Ирма молча кинула, она по-прежнему держалась отстранённо, не позволяя себе радоваться раньше времени. Сколько раз так бывало: ждёшь, надеешься, живёшь этим ожиданием, а потом раз — и всё срывается. Уж лучше не ждать, а радоваться она будет потом, когда всё действительно получится, если получится…


— Вот, собственно и всё, что нам пока известно, — закончил отчитываться Антон, подробно пересказав имеющуюся информацию Зарецкому.

Продюсер задумчиво пожал плечами:

— Какая-то непонятная история с этими анонимками, значит, их писал не Бодров?

— Писал Бодров, но не по своей инициативе. Заказчика мы ещё не вычислили. А Заряна не говорила вам об этих письмах?

— Она нет. Что-то говорил Игорь и даже показывал пару записок, но ничего опасного я в них не заметил. Очередной бред экзальтированного, возможно неадекватного поклонника. Вы поговорите с любым известным человеком: фактически каждый хоть раз в жизни получал нечто подобное, правда, Ирма? Это не фатально.

Женщина, настоявшая на своём присутствии во время этой беседы, передёрнулась от неприятных воспоминаний и, не спрашивая разрешения, закурила свой любимый «Житан».

— Не фатально, но ужасно неприятно и вполне может довести до нервного срыва.

— А до самоубийства, стало быть, нет?

— Что, простите?

— Видите ли, в отличие от вас, Леонид Егорович, Игорь Шинский уверен, что его невеста свела счёты с жизнью сама, — объяснил Холмс, внимательно наблюдая за реакцией Зарецкого. Тот ничуть не удивился, только пренебрежительно пожал плечами:

— Бред, причём пьяный! Я же просил его хоть сегодня не пить! Опять с утра набрался!

— По словам моего помощника, он был вполне трезв.

— Тогда не знаю, что и сказать. Значит, Игорь считает, что она отравилась из-за этих записок? Ещё раз — бред!

— Не забывайте о посылках — зрелище не для слабонервных!

— Об этом я действительно не знал, — нахмурился продюсер, — Зоя мне ничего не рассказывала.

— А что бы это изменило? — нервно затянувшись, скептически спросила Ирма. — Что бы ты сделал, Лёня? Сказал бы ей, как мне когда-то: — «Не обращай внимания, детка, это и есть слава!»

— Милая, не сравнивай, ты получала всего лишь пошлые стишки, а здесь дело серьёзнее, я бы принял меры!

Ирма нервно расхохоталась в ответ:

— Конечно! Ты бы принял меры: позволил бы смаковать эту историю на каждом углу, в каждой пошлой газетёнке, как в случае со мной! А то, что я в результате чуть в психушке не оказалась — этот так, ерунда, издержки профессии, как ты любишь повторять!

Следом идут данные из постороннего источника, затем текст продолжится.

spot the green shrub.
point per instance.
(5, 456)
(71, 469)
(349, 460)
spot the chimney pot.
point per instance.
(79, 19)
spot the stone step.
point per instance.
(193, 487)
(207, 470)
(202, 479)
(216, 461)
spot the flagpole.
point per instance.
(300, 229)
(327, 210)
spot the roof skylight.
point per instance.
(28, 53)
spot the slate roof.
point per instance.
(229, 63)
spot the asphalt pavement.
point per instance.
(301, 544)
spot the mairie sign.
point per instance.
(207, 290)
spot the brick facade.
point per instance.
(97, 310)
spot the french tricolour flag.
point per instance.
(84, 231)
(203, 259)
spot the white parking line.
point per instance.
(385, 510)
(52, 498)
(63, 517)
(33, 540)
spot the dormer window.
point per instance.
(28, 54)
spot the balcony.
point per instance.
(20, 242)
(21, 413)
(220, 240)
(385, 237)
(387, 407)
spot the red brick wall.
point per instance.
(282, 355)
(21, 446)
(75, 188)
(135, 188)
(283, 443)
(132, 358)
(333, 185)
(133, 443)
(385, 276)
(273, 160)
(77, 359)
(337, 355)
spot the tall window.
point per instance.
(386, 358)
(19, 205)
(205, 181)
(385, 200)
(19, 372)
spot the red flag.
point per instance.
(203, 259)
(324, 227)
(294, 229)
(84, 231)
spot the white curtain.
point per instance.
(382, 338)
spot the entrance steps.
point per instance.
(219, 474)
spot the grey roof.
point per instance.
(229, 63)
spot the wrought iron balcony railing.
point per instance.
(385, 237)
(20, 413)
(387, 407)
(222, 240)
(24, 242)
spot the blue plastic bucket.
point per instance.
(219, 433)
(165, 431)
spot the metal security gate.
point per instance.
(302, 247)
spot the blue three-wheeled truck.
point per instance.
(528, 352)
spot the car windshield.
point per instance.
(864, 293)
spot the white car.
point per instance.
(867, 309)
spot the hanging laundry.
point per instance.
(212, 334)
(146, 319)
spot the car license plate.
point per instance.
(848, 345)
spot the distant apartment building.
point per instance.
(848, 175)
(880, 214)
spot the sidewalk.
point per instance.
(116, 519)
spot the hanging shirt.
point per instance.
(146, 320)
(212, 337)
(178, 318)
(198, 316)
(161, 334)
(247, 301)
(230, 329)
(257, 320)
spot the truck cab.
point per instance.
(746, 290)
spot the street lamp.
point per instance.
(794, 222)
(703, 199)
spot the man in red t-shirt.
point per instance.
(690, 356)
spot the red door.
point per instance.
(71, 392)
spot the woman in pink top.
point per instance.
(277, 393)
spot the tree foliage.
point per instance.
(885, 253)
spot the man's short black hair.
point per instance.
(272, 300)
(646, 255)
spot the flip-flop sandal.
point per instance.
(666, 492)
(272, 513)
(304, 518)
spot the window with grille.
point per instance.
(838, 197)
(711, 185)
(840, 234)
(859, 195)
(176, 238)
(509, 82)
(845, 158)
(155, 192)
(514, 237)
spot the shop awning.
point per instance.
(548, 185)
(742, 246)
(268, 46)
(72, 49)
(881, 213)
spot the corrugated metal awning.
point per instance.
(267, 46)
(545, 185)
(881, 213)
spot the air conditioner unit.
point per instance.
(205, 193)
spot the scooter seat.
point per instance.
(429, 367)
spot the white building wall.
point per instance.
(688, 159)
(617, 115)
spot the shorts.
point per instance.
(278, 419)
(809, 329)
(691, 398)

— Ирма, тебе стоит принять успокоительное, — спокойно сказал Зарецкий, — пойдём, отведу тебя к Марине, у неё всё есть.

— Никуда я не пойду, — певица решительно подошла к шкафу, достала бутылку «Hennessey» и обыкновенный граненый стакан. — Джентльмены, давайте помянём Заряну и других безвременно погасших звёзд шоу-бизнеса, меня, например! Не хотите, ну тогда я сама!

Она не спеша, наполнила стакан и сделала несколько больших глотков.

— Ирма, хватит! У нас скоро эфир! — Леонид Егорович решительно отобрал у неё бутылку.

— Я, пожалуй, пойду, другой информации всё равно пока нет. — Антон поднялся. Он слишком уважал этих людей, чтобы позволить себе стать свидетелем намечающейся некрасивой сцены. — Вот отчёт, здесь всё изложено более подробно.

Холмс протянул бумаги Зарецкому, но их ловко перехватила Ирма.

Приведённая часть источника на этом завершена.